Q: I have offered my six-month-old filly on a permanent loan basis to a close friend. The problem is, my friend lives 250 miles away from me and I’m very concerned about the effects such a long journey are likely to have on my young horse.

We have already started getting her used to bandages and the trailer itself, but could you offer us anytips for the journey? My filly is quite laid back in most ways.

Islay Auty replies: I expect some people may have suggested she is tied up and others have recommended that she is left loose and, indeed, there are arguments for and against both options.

You are planning quite a long journey and, depending on whether you are driving mostly on motorways and good roads or on minor roads, it is likely to take you more than five hours.

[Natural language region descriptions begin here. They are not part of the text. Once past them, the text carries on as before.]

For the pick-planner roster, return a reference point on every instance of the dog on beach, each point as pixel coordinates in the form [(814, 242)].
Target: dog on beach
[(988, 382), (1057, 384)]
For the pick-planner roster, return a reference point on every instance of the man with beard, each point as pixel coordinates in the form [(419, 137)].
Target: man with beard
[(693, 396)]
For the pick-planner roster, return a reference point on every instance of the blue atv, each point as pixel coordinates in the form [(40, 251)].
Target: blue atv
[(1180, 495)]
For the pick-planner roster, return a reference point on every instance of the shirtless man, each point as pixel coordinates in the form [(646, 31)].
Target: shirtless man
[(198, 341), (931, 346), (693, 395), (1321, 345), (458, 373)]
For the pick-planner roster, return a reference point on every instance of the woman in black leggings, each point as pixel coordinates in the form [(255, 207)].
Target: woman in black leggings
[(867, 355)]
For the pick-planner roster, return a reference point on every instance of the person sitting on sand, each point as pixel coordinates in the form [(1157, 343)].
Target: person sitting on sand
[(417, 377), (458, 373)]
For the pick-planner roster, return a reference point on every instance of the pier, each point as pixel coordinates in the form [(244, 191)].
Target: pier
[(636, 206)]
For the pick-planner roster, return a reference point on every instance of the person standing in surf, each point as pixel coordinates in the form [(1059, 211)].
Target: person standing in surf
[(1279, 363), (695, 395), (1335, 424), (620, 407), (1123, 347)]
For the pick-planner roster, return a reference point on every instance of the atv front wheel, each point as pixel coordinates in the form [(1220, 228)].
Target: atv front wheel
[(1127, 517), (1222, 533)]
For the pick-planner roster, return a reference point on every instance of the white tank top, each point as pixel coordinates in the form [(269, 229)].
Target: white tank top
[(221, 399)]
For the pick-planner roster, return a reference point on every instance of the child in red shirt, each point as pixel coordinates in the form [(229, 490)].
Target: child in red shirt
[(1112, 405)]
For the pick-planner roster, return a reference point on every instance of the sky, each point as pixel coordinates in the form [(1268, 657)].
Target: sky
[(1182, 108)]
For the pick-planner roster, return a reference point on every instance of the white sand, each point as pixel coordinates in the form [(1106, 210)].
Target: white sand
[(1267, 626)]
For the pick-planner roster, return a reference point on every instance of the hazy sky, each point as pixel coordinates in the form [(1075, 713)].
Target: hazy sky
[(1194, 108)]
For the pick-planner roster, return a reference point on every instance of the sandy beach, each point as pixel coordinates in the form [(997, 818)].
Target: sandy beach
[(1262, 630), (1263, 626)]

The preparations you are making in terms of getting the filly used to bandages and going into the trailer for short periods are useful. The fact that you say she is very laid-back will also help. If the foal is used to being tied up and, is happy standing quietly, then I would advise travelling her this way.

If you decide to travel her loose, particularly if it’s in a trailer, don’t use a partition as she might get caught under it. Also, make sure you keep the top doors closed.

Even with these precautions the youngster will be vulnerable to the movement of the vehicle, although I am sure you will drive carefully.

It would be sensible to take her for a few short journeys before making your long trip. This will help get her used to travelling and give you some idea of how she copes.

Signs to watch out for are excessive sweating (which shows anxiety) or if you feel a great deal of movement from her in the trailer. She may also be reluctant to load if she has not enjoyed her previous trip. Remember that it is against the law for people to travel with the horse in the trailer, so this will not be an option for you.

On the day of the journey allow yourselves plenty of time in daylight and try to travel when you are not likely to be held up in traffic. Allow yourselves at least one stop during the journey.

When you stop, check that your filly is OK and offer her a drink of water (don’t worry if she doesn’t want it). Don’t be tempted to unload her during the break.I would advise giving her some hay to help keep her occupied on the trip and this could be checked and replenished when you stop.

The break in the journey will also give your filly a rest from having to brace against the movement of the vehicle.

Don’t worry if she does sweat a little bit on route, although do make sure that when you arrive you allow her access to as much water as she wants so she can restore the fluid she may have lost through sweating on the journey.